Chinese scientists have cracked a long-standing puzzle in quantum optics, creating a tiny device that spits out pairs of light particles on demand with unprecedented purity and efficiency – with potential implications for the quantum race.

Single-photon devices are maturing rapidly, but the field is now pursuing efficient two-photon sources that can pave the way for sharper medical imaging, unbreakable encryption and next-generation sensors. In precision measurement, for instance, using two photons can double the spatial resolution compared with a single photon.

The challenge with traditional quantum dots – tiny structures often called “artificial atoms” – is that getting them to emit just two photons at a time is like trying to balance two marbles on a needle. Now, a team of researchers from Beijing has found a way that delivers exceptionally strong two-photon efficiency.

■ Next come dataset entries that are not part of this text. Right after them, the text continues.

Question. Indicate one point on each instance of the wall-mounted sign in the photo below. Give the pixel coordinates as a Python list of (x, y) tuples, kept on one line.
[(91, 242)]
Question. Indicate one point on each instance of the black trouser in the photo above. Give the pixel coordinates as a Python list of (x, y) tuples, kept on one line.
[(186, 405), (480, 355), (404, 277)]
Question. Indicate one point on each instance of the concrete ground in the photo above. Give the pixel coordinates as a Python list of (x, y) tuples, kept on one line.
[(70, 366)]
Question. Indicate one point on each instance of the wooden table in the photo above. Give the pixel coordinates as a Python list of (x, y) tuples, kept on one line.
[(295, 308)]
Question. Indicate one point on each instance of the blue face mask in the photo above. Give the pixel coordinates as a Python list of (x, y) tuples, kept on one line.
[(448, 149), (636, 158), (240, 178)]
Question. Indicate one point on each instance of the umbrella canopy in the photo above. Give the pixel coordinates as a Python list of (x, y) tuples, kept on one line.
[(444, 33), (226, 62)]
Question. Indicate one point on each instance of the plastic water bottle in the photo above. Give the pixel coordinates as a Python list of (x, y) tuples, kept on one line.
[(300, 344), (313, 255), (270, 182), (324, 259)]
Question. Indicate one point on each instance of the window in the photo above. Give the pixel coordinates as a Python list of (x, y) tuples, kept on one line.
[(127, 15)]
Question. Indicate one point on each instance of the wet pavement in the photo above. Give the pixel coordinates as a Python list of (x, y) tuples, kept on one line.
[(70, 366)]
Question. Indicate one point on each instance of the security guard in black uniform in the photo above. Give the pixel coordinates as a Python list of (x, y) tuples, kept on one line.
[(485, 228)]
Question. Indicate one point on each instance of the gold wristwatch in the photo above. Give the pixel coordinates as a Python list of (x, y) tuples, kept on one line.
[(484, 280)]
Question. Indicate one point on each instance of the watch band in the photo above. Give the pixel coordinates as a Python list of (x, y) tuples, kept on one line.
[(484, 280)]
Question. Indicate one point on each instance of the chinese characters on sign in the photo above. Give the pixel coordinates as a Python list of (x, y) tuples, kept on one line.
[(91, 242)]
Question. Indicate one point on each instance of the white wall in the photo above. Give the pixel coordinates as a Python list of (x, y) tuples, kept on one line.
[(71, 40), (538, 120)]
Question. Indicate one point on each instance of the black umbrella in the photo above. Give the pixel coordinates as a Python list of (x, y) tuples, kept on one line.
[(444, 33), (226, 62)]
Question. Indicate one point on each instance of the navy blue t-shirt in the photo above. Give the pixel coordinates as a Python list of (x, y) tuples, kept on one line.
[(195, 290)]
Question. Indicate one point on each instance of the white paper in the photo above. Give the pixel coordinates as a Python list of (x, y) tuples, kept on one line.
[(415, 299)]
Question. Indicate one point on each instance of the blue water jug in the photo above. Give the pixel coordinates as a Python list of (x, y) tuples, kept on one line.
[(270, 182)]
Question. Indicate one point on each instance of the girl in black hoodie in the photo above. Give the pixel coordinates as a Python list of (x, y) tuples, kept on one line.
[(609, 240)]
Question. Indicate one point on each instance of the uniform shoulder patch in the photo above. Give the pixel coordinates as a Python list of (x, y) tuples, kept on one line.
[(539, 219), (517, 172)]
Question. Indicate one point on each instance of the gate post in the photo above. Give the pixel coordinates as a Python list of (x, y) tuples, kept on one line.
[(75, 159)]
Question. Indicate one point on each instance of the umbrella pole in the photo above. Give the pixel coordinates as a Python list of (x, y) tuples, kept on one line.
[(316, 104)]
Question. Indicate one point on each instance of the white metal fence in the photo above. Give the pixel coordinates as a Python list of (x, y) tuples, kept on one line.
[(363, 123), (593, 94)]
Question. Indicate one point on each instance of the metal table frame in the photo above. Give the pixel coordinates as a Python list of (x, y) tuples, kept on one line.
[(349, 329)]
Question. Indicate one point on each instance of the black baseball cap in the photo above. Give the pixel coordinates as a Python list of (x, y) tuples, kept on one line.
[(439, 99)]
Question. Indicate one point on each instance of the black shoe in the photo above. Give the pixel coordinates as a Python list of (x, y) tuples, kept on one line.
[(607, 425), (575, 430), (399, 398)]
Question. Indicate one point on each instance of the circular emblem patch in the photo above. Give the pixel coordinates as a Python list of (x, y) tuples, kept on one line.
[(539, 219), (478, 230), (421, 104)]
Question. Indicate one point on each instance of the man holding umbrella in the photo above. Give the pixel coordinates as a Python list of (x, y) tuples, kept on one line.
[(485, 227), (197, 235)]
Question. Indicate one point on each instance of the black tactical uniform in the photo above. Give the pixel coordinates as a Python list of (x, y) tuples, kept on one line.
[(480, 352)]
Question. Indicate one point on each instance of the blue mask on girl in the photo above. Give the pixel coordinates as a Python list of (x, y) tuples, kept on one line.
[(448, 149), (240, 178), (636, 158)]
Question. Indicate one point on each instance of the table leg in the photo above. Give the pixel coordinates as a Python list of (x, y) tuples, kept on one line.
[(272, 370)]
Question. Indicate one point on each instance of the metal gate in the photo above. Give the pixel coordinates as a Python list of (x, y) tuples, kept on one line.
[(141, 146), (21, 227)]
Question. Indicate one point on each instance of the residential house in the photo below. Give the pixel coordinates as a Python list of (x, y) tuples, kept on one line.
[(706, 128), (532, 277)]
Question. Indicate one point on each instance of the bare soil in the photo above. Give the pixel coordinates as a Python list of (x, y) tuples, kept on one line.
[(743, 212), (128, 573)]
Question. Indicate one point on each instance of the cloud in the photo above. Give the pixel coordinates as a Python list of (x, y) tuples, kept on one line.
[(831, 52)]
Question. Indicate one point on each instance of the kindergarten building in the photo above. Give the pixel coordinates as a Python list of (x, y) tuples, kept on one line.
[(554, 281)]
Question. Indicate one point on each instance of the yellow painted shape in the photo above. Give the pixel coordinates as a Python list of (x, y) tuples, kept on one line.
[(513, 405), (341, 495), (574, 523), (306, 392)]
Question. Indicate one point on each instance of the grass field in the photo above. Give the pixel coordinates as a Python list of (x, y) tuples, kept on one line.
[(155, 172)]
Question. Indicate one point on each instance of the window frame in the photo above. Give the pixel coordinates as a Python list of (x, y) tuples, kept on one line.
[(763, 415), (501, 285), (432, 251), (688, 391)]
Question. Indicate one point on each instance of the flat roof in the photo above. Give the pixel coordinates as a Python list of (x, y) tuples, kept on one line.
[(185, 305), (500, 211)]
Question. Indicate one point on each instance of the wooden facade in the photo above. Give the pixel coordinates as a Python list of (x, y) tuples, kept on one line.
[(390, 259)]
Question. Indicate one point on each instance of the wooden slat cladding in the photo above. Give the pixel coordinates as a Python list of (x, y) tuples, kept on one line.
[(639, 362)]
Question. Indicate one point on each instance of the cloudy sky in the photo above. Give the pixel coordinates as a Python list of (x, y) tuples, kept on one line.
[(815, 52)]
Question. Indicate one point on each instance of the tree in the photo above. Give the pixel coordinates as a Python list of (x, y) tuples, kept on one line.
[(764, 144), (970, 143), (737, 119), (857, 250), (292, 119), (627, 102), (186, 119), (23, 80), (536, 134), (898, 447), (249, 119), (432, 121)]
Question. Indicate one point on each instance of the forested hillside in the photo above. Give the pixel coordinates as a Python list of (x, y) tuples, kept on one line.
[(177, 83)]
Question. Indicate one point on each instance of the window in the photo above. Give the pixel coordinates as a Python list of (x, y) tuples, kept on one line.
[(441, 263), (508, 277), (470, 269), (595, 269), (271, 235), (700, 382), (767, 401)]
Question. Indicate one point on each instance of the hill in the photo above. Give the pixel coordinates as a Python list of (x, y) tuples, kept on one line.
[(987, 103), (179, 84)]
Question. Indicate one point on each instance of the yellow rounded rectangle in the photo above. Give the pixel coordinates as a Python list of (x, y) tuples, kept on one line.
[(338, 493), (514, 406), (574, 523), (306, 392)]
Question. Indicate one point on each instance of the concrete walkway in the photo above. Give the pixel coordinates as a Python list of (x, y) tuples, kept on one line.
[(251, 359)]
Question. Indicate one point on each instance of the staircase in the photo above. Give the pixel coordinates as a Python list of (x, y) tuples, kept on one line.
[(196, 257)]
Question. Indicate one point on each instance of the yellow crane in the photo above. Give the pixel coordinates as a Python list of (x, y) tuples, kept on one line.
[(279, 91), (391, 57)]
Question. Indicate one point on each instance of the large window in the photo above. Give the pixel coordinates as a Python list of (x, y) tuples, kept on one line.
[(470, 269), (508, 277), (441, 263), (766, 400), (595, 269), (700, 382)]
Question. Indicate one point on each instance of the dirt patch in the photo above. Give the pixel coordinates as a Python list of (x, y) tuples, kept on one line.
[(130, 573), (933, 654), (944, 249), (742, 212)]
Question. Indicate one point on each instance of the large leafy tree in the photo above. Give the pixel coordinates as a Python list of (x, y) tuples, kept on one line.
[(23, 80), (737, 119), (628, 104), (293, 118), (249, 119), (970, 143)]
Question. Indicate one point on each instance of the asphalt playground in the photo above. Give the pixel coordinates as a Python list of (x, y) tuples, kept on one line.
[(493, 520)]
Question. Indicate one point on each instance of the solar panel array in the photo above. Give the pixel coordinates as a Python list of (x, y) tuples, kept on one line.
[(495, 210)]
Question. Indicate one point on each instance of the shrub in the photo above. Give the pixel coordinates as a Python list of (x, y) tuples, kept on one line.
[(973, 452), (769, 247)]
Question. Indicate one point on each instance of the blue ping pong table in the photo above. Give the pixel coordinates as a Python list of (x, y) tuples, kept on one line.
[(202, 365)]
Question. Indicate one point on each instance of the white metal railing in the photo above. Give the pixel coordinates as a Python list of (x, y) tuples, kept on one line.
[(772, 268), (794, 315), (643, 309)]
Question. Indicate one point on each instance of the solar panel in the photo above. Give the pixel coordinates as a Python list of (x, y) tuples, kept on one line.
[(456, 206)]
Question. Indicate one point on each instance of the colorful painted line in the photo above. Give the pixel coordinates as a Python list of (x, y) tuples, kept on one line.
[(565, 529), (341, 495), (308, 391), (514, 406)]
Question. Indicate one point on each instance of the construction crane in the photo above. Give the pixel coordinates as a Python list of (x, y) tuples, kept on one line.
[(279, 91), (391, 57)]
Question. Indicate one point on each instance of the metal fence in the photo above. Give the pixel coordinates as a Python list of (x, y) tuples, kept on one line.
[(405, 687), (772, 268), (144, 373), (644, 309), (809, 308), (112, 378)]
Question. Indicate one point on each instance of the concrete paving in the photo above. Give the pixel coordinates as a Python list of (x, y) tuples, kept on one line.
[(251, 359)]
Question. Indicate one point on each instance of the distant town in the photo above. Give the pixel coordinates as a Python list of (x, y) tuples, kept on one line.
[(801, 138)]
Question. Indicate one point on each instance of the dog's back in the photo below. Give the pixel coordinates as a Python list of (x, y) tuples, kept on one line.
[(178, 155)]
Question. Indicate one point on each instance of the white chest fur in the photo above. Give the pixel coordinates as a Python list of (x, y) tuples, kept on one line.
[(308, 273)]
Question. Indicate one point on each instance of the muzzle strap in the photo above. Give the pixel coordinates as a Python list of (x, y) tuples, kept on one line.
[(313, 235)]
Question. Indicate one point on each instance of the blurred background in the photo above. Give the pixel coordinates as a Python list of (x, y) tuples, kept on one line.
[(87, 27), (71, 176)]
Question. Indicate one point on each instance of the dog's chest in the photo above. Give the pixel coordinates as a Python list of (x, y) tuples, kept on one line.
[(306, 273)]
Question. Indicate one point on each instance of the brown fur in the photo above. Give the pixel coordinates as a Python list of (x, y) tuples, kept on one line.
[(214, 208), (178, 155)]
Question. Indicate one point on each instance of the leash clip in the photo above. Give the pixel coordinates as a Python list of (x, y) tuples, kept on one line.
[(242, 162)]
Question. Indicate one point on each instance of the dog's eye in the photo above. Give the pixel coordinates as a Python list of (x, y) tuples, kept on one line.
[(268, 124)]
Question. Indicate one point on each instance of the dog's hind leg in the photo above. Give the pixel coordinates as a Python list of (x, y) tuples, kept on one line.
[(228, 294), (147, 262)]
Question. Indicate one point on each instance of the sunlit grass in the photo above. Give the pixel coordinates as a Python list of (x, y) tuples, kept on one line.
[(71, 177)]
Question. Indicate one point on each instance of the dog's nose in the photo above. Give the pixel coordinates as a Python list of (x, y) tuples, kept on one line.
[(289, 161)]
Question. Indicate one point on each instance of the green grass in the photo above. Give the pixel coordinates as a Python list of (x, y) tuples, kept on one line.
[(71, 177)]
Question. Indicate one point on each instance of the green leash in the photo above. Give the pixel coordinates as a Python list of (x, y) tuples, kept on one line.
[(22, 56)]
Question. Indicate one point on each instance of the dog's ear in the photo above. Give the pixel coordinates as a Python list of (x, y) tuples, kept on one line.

Under pulsed excitation conditions – the process of applying a brief, intense force or impulse to a structure – their new emitter can achieve 98.3 per cent of emitted photons appearing in paired form, with a generation efficiency of 29.9 per cent. Such results represent the “international best-in-class” of its kind, according to its lead researcher.

The advance, unveiled this week in Nature Materials, comes from a team at the Beijing Academy of Quantum Information Sciences led by chief scientist Yuan Zhiliang, in collaboration with researchers from the Chinese Academy of Sciences’ Institute of Semiconductors.

In a research briefing in the same journal, Ding Fei, a scientist from Leibniz University in Germany, wrote that he was “truly impressed by the result”.